If I were going to teach an introductory class on the history of American wine, Tom Acitelli’s latest work would be one of the primary books on my syllabus. This is not to suggest that American Wine: A Coming of Age Story is some dull academic text. On the contrary, what Acitelli has achieved is more significant than a simple linear narrative of American wine production and appreciation. His book lays out a grand narrative of the rise of American wine culture from the post-World War era to the present age, but frames that history in such a way that it is both compelling and entertaining.
On its face, American Wine is simply a compilation of vignettes. Any of them might stand alone as an isolated snapshot.

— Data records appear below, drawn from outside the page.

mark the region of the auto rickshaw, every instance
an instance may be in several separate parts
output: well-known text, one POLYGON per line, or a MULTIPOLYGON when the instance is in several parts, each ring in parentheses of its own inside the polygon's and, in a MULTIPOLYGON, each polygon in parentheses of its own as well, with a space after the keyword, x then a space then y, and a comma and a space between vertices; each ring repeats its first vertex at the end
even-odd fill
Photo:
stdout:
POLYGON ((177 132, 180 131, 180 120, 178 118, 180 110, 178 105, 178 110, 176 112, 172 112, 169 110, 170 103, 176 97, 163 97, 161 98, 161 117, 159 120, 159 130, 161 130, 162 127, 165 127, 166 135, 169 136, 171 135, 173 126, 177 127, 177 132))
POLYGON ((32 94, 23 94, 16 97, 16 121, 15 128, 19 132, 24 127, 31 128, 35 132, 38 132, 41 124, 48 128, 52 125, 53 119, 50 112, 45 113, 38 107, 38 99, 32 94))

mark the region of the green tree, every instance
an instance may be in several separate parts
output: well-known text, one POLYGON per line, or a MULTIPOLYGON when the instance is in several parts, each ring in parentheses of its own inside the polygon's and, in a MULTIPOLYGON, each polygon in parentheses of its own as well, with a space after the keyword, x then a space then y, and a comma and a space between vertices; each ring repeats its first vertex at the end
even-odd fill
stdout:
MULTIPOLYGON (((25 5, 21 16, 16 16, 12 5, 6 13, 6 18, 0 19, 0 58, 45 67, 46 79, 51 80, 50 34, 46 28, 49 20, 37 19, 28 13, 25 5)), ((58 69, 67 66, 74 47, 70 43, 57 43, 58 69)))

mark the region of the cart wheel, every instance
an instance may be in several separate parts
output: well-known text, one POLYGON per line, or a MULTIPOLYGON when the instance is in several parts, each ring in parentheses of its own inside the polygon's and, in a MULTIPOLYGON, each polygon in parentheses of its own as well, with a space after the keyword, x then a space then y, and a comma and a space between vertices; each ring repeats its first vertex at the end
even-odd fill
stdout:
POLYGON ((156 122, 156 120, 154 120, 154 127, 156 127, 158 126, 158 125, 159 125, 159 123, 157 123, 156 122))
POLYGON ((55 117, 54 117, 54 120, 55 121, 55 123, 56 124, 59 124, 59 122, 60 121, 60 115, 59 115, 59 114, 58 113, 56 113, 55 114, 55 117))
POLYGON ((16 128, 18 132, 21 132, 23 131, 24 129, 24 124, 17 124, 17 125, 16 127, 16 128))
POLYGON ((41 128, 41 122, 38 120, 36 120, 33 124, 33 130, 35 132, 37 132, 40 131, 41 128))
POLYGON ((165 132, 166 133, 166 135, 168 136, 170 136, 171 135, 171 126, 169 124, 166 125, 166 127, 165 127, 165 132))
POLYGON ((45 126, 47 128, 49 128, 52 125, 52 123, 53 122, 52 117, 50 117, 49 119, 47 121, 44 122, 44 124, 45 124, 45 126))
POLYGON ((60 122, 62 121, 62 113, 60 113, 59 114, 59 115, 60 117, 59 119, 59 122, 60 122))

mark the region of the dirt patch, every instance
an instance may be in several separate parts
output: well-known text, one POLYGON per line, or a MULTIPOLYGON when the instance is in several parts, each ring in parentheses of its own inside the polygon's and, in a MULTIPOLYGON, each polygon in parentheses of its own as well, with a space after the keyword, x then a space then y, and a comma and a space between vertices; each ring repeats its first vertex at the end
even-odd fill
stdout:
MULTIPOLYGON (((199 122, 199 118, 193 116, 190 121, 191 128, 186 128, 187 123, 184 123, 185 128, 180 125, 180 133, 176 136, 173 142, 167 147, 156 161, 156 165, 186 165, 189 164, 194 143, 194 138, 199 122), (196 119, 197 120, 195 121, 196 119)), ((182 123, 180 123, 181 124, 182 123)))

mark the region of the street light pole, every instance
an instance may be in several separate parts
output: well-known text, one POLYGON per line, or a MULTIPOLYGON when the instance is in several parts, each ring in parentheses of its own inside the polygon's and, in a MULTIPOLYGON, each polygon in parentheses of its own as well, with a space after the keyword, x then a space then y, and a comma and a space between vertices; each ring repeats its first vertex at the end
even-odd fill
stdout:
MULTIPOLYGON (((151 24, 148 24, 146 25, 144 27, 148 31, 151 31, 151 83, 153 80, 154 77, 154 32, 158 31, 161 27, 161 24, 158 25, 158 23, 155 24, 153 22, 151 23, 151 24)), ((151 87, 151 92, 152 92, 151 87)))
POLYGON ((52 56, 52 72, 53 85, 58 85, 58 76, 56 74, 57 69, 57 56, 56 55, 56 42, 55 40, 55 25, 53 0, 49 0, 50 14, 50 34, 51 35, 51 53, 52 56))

Yet, they are woven together in a manner that gives us a full picture of a veritable American wine renaissance. Acitelli begins in the age of American jug wine, when grocery store selection was limited to just a few brands and bottles. “Fine wine” was both French and a mysterious commodity to all but a few consumers. Along the way we meet early advocates of fine wine, like Julia Child, Robert Mondovi, Robert Parker and others, who were instrumental in reshaping American perceptions.
In tandem with rising awareness, Acitelli chronicles the rise of American wine and its ascendance on the world stage. He deftly guides us through the lean years as early American vintners struggled for market share in a landscape dominated by bulk wine and perceptions of French wine as the definition of quality. Through all of the triumphs and setbacks that ensue, the reader is introduced to many of the most important players in a movement that included growers, winemakers, critics, writers, researchers and educators. It is the story of all those who ultimately transformed the United States into the world’s number one wine-consuming nation.
Acitelli deserves great kudos for his approach to a potentially tedious topic that might otherwise be of interest to only a handful of oenophiles. The story of American Wine is laid out in a simple prose style that is devoid of technical jargon. It is a potentially complicated tale made infinitely approachable by a master storyteller.